According to the film forming apparatus of the first and second aspects, when forming the poly-Si film on the surface of the object to be processed, the rotating mechanism is not adopted, and therefore the cause of contamination is reduced accordingly. Therefore, the uniformity of the film thickness can be realized. Moreover, it is possible to obtain such an effect by making a simple modification to the existing device, that is, by changing the setting position of the nozzle.

[Brief description of drawings]

FIG. 1 is a perspective view showing an overview of a film forming apparatus according to an embodiment of the present invention.

FIG. 2 is a vertical cross-sectional view of a vertical furnace in a film forming apparatus according to an example of the present invention.

FIG. 3 is an explanatory plan view showing a horizontal position of a blowout port of a nozzle in the film forming apparatus shown in FIGS. 1 and 2.

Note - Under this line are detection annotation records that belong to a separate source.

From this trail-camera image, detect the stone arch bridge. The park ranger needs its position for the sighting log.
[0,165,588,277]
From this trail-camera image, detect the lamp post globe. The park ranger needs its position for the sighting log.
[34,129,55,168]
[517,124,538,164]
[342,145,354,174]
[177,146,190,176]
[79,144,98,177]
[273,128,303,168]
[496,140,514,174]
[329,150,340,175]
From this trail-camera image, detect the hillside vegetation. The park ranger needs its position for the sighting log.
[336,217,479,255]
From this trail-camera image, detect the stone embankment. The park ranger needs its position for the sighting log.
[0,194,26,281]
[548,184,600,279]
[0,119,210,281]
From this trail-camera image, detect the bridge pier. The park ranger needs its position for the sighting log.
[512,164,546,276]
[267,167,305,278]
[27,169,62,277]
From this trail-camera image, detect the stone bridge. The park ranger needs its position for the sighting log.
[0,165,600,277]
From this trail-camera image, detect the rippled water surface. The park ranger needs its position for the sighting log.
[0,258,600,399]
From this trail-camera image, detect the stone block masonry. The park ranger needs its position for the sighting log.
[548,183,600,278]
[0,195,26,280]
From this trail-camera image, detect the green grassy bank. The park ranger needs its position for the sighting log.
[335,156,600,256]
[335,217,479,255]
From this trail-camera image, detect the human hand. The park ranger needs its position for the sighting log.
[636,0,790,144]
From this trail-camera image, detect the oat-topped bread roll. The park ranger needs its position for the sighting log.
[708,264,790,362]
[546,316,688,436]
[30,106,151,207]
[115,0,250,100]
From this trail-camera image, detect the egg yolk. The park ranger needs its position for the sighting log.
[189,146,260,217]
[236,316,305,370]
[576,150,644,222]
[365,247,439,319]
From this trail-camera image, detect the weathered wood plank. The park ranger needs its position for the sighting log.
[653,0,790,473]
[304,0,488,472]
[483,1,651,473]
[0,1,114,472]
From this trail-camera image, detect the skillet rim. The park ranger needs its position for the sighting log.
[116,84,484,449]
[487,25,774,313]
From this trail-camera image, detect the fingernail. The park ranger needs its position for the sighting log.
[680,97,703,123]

FIG. 4 is a side view of an essential part for showing the vertical position of the outlet of the nozzle in the film forming apparatus shown in FIGS. 1 and 2.

[Explanation of symbols]

 DESCRIPTION OF SYMBOLS 1 Film-forming apparatus 2 Vertical furnace 3 Reaction tube 10 Wafer boat 20 Insulating tube 31 Outer tube 41 First gas introduction tube 41a Nozzle 41b Outlet port 42 Second gas supply tube 42a Nozzle W Wafer

 ─────────────────────────────────────────────────── ─── Continuation of front page (72) Inventor Toshiaki Miyaji 1-24-1 Machiya, Shiroyama-cho, Tsukui-gun, Kanagawa Prefecture, Tokyo Electron Tohoku Co., Ltd. Sagami Business Office (72) Makoto Kobayashi Shiroyama-cho, Tsukui-gun, Kanagawa Prefecture 1-24-1 Machiya Tokyo Electron Tohoku Co., Ltd. Sagami Business Office

Claims (2)

[Claims] 1. A vertical tubular furnace, a substantially tubular reaction vessel located in the tubular furnace, a mounting jig for mounting a plurality of objects to be processed in parallel in the vertical direction, and a support for the mounting jig. Having a heat-retaining cylinder and a nozzle having an outlet in the reaction container, and delivering a mounting jig in a state in which a plurality of objects to be processed are mounted into the reaction tube, and processing gas is supplied from the outlet into the reaction container. In a film forming apparatus configured to form a poly-Si film (polycrystalline silicon film) on the surface of the object to be processed, the position of the blowout port is set as follows. , Film forming apparatus. -In the horizontal direction, in the outermost peripheral portion of the object mounted at the bottom, at the position where the temperature is the lowest when viewed from the plane. In the up-down direction, it is below the object to be processed mounted at the bottom and above the center of the heat retaining cylinder. 2. A vertical tubular furnace, a substantially tubular reaction container located in the tubular furnace, a mounting jig for mounting a plurality of objects to be processed in parallel in the vertical direction, and blowing into the reaction container. A nozzle having a mouth and a mounting jig in which a plurality of objects to be processed are mounted are delivered into the reaction container, and a processing gas is introduced into the reaction container through the outlet, and the surface of the object to be processed is introduced. To p
A film forming apparatus configured to form an oli-Si film (polycrystalline silicon film), wherein the position of the outlet is set as follows. -In the horizontal direction, in the outermost peripheral portion of the object mounted at the bottom, at the position where the temperature is the lowest when viewed from the plane. -In the vertical direction, it is about 50 mm to 150 mm below the object to be processed mounted at the bottom of the mounting jig.